In particular, the Agency's Communications and Information Systems Support Unit (CSU) in Lisbon led the support for the exercise. Artur Santos, the NCI Agency Exercise Coordinator, arranged and organized all of the many technical aspects of the exercise to ensure things ran smoothly.

"The Agency and its CSU in Lisbon were very flexible and even offered new services to enable home office interaction and added more tools for collaboration," Santos said.

One of those new tools was installed as a proof-of-concept for the exercise, and was a huge success. The tool supports real-time data exchange between various Command and Control elements, including navy vessels, NATO Airborne Early Warning (NAEW) aircrafts, headquarters and even fighter aircraft using standardized NATO data links.

Supporting the exercise from a static headquarters on land was not only a first necessitated by the crisis. It is also now a proof-of-concept for how exercises can be conducted in the future, if needed.

"The difference between afloat and ashore is quite obvious and was remarkable, right from the setup," Santos said. "A well-known working environment, already operational, made the build up a smooth process. Troubleshooting is also so much easier on the land environment, then being afloat."

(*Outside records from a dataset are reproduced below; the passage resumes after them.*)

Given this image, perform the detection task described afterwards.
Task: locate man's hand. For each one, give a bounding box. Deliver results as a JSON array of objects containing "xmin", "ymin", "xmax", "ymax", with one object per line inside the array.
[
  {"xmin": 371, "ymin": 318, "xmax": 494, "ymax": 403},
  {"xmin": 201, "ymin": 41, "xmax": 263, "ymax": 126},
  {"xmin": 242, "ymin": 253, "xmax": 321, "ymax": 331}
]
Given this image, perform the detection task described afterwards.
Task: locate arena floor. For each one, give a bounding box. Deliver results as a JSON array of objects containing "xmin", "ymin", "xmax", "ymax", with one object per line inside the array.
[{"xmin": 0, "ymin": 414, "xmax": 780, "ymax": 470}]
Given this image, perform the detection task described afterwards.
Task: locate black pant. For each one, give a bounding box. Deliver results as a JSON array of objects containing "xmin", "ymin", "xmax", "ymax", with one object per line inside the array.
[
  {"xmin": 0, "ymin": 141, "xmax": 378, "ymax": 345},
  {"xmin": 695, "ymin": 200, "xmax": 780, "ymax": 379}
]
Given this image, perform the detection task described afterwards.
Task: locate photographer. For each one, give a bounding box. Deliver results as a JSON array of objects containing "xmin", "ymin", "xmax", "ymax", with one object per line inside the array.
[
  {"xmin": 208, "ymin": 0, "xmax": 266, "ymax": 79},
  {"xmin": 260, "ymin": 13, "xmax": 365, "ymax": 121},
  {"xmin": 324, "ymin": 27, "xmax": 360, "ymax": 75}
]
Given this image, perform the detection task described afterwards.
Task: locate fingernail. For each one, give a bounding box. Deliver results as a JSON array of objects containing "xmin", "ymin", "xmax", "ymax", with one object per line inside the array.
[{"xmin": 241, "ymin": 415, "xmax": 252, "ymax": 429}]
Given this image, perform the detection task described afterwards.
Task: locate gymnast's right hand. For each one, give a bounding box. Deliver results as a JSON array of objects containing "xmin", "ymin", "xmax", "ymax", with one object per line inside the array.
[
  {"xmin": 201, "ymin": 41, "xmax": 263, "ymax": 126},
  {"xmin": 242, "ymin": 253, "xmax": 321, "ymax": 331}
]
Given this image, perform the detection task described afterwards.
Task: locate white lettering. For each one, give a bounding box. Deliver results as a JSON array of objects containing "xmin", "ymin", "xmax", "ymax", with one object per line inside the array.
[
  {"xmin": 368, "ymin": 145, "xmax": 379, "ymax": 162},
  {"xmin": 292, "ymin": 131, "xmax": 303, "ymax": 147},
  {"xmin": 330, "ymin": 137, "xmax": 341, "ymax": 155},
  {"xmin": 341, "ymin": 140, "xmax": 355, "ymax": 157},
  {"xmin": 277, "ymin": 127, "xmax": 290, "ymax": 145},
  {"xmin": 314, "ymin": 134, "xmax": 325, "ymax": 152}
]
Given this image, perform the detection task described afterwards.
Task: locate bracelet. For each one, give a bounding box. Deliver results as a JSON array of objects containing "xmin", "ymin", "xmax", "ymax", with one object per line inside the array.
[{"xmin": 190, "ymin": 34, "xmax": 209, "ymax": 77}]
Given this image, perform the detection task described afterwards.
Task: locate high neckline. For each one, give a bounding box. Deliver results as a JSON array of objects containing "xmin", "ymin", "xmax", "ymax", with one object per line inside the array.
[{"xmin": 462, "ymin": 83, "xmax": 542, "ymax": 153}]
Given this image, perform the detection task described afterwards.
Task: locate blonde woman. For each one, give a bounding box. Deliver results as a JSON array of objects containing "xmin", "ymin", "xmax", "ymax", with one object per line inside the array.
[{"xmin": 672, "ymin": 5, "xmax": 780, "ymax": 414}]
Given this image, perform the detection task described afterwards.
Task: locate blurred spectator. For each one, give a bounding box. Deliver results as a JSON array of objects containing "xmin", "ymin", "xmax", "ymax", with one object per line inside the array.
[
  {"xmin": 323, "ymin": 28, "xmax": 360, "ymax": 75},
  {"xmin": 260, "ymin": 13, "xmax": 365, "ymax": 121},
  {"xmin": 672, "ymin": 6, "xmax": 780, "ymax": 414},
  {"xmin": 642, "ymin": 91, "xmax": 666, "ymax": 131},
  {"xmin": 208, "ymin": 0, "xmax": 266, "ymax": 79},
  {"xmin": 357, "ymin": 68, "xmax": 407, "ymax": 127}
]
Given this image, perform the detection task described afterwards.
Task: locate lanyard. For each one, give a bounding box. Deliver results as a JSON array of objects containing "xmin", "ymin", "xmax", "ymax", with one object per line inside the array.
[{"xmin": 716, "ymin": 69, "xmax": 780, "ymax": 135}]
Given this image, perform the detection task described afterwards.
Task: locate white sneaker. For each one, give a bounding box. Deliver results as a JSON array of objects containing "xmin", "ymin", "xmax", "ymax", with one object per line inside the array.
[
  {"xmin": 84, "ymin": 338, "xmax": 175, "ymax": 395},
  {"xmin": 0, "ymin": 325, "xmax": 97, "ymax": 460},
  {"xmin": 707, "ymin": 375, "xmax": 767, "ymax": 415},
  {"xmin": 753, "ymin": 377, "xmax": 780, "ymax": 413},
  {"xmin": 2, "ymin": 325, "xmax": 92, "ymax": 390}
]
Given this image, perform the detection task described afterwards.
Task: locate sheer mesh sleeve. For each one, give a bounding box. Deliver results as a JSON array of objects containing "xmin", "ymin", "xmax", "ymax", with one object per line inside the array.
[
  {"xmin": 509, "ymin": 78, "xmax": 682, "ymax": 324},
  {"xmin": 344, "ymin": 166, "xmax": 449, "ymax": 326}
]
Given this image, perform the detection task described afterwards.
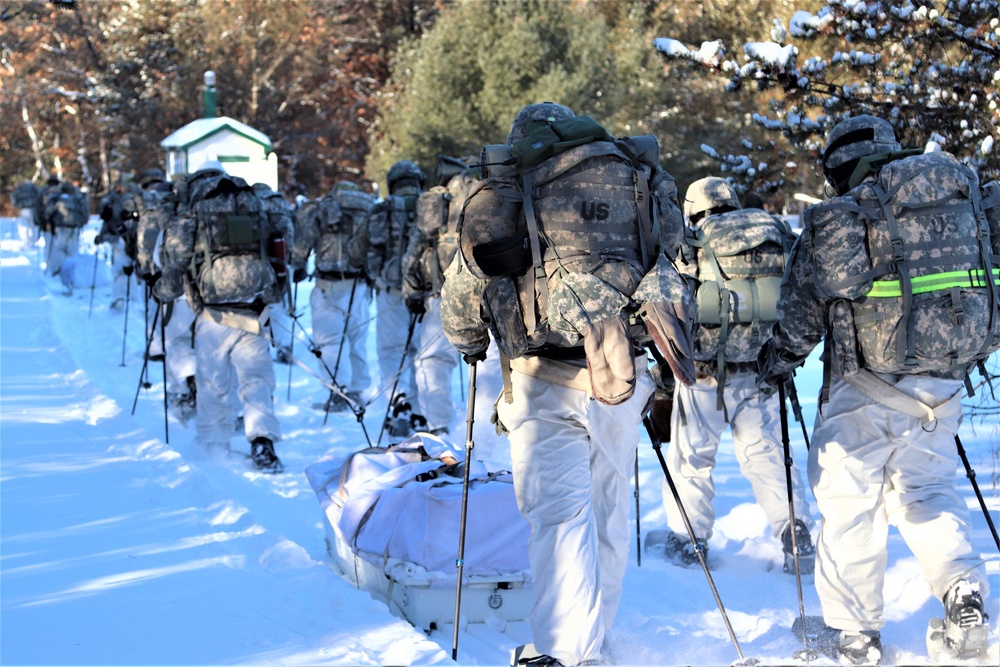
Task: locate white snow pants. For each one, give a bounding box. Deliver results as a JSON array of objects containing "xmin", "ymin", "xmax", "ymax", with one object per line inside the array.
[
  {"xmin": 413, "ymin": 297, "xmax": 459, "ymax": 431},
  {"xmin": 809, "ymin": 376, "xmax": 989, "ymax": 631},
  {"xmin": 195, "ymin": 312, "xmax": 281, "ymax": 449},
  {"xmin": 146, "ymin": 296, "xmax": 198, "ymax": 394},
  {"xmin": 662, "ymin": 373, "xmax": 815, "ymax": 541},
  {"xmin": 497, "ymin": 371, "xmax": 653, "ymax": 665},
  {"xmin": 46, "ymin": 227, "xmax": 80, "ymax": 276},
  {"xmin": 309, "ymin": 279, "xmax": 372, "ymax": 401},
  {"xmin": 108, "ymin": 239, "xmax": 132, "ymax": 301},
  {"xmin": 376, "ymin": 288, "xmax": 420, "ymax": 406}
]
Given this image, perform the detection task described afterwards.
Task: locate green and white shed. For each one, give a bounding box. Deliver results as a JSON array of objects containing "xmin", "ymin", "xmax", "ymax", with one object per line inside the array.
[{"xmin": 160, "ymin": 72, "xmax": 278, "ymax": 191}]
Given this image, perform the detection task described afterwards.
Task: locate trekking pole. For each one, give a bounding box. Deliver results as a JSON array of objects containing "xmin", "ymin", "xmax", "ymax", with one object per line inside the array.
[
  {"xmin": 451, "ymin": 359, "xmax": 478, "ymax": 662},
  {"xmin": 375, "ymin": 313, "xmax": 417, "ymax": 447},
  {"xmin": 132, "ymin": 300, "xmax": 160, "ymax": 415},
  {"xmin": 632, "ymin": 452, "xmax": 642, "ymax": 567},
  {"xmin": 778, "ymin": 382, "xmax": 813, "ymax": 661},
  {"xmin": 118, "ymin": 276, "xmax": 132, "ymax": 368},
  {"xmin": 292, "ymin": 315, "xmax": 372, "ymax": 447},
  {"xmin": 642, "ymin": 415, "xmax": 746, "ymax": 662},
  {"xmin": 786, "ymin": 375, "xmax": 809, "ymax": 451},
  {"xmin": 285, "ymin": 283, "xmax": 299, "ymax": 402},
  {"xmin": 955, "ymin": 433, "xmax": 1000, "ymax": 550},
  {"xmin": 328, "ymin": 278, "xmax": 358, "ymax": 414},
  {"xmin": 87, "ymin": 248, "xmax": 97, "ymax": 319},
  {"xmin": 157, "ymin": 303, "xmax": 170, "ymax": 445}
]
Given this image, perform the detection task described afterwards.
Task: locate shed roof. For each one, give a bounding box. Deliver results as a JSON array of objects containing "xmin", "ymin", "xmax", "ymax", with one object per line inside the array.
[{"xmin": 160, "ymin": 116, "xmax": 273, "ymax": 153}]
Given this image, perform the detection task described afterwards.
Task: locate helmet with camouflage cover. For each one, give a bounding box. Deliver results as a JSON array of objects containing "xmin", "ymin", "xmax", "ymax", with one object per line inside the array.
[
  {"xmin": 385, "ymin": 160, "xmax": 427, "ymax": 192},
  {"xmin": 139, "ymin": 167, "xmax": 166, "ymax": 188},
  {"xmin": 507, "ymin": 102, "xmax": 576, "ymax": 146},
  {"xmin": 684, "ymin": 176, "xmax": 743, "ymax": 223},
  {"xmin": 822, "ymin": 115, "xmax": 900, "ymax": 194}
]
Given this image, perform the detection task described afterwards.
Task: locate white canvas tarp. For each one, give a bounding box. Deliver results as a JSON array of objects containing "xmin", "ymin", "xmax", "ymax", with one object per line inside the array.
[{"xmin": 306, "ymin": 433, "xmax": 530, "ymax": 579}]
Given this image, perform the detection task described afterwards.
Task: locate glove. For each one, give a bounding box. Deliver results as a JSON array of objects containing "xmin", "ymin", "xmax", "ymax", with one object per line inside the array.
[
  {"xmin": 639, "ymin": 301, "xmax": 695, "ymax": 387},
  {"xmin": 583, "ymin": 317, "xmax": 635, "ymax": 405},
  {"xmin": 406, "ymin": 294, "xmax": 427, "ymax": 315},
  {"xmin": 757, "ymin": 338, "xmax": 806, "ymax": 396},
  {"xmin": 462, "ymin": 350, "xmax": 486, "ymax": 366}
]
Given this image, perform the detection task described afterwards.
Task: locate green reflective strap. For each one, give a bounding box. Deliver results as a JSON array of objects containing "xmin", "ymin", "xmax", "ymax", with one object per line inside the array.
[{"xmin": 865, "ymin": 268, "xmax": 1000, "ymax": 298}]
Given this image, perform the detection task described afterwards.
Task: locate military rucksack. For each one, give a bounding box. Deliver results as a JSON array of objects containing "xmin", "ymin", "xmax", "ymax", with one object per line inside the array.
[
  {"xmin": 188, "ymin": 174, "xmax": 282, "ymax": 306},
  {"xmin": 415, "ymin": 168, "xmax": 477, "ymax": 294},
  {"xmin": 46, "ymin": 183, "xmax": 90, "ymax": 228},
  {"xmin": 459, "ymin": 116, "xmax": 693, "ymax": 404},
  {"xmin": 805, "ymin": 152, "xmax": 1000, "ymax": 378},
  {"xmin": 10, "ymin": 181, "xmax": 42, "ymax": 210},
  {"xmin": 685, "ymin": 208, "xmax": 796, "ymax": 394}
]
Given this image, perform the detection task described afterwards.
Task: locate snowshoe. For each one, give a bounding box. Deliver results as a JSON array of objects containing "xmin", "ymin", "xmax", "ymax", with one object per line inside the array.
[
  {"xmin": 927, "ymin": 581, "xmax": 989, "ymax": 662},
  {"xmin": 510, "ymin": 644, "xmax": 562, "ymax": 667},
  {"xmin": 781, "ymin": 519, "xmax": 816, "ymax": 574},
  {"xmin": 313, "ymin": 392, "xmax": 349, "ymax": 412},
  {"xmin": 167, "ymin": 394, "xmax": 198, "ymax": 426},
  {"xmin": 274, "ymin": 345, "xmax": 292, "ymax": 366},
  {"xmin": 837, "ymin": 630, "xmax": 882, "ymax": 665},
  {"xmin": 250, "ymin": 437, "xmax": 285, "ymax": 473},
  {"xmin": 385, "ymin": 394, "xmax": 414, "ymax": 438},
  {"xmin": 642, "ymin": 530, "xmax": 708, "ymax": 567},
  {"xmin": 792, "ymin": 616, "xmax": 840, "ymax": 662}
]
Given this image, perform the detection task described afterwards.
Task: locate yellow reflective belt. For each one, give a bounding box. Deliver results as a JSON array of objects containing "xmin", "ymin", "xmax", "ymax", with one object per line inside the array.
[{"xmin": 866, "ymin": 269, "xmax": 1000, "ymax": 298}]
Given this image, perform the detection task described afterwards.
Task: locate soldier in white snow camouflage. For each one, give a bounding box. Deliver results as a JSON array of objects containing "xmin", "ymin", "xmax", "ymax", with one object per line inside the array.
[
  {"xmin": 154, "ymin": 163, "xmax": 294, "ymax": 472},
  {"xmin": 441, "ymin": 102, "xmax": 694, "ymax": 665},
  {"xmin": 647, "ymin": 177, "xmax": 815, "ymax": 573},
  {"xmin": 292, "ymin": 181, "xmax": 374, "ymax": 412},
  {"xmin": 403, "ymin": 157, "xmax": 478, "ymax": 435},
  {"xmin": 350, "ymin": 160, "xmax": 427, "ymax": 437},
  {"xmin": 759, "ymin": 116, "xmax": 1000, "ymax": 664}
]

Though the exercise isn't over yet, STRIKFORNATO is "already convinced" that operating from static headquarters works very well, said German Navy Commander Juergen Peter, Communications Information Systems Department Assistant Chief of Staff.

"This positive conclusion is to a good degree based on the Command and Control capabilities we set up together with the CSU," Commander Peter said. "The CSU Lisbon support is outstanding and based on long years of experience."

Every year, BALTOPS brings together people, ships, aircraft and submarines from across the NATO Alliance, as well as NATO's Partnership for Peace. BALTOPS has its long history, and this year's exercise was the 49th iteration.

"It has become one of the most powerful examples of multi-national maritime readiness within NATO, and even incorporates regional non-NATO partners as well," LCDR Wilcox said. "The exercise demonstrates interoperability, joint operations and agility in planning in a maritime environment."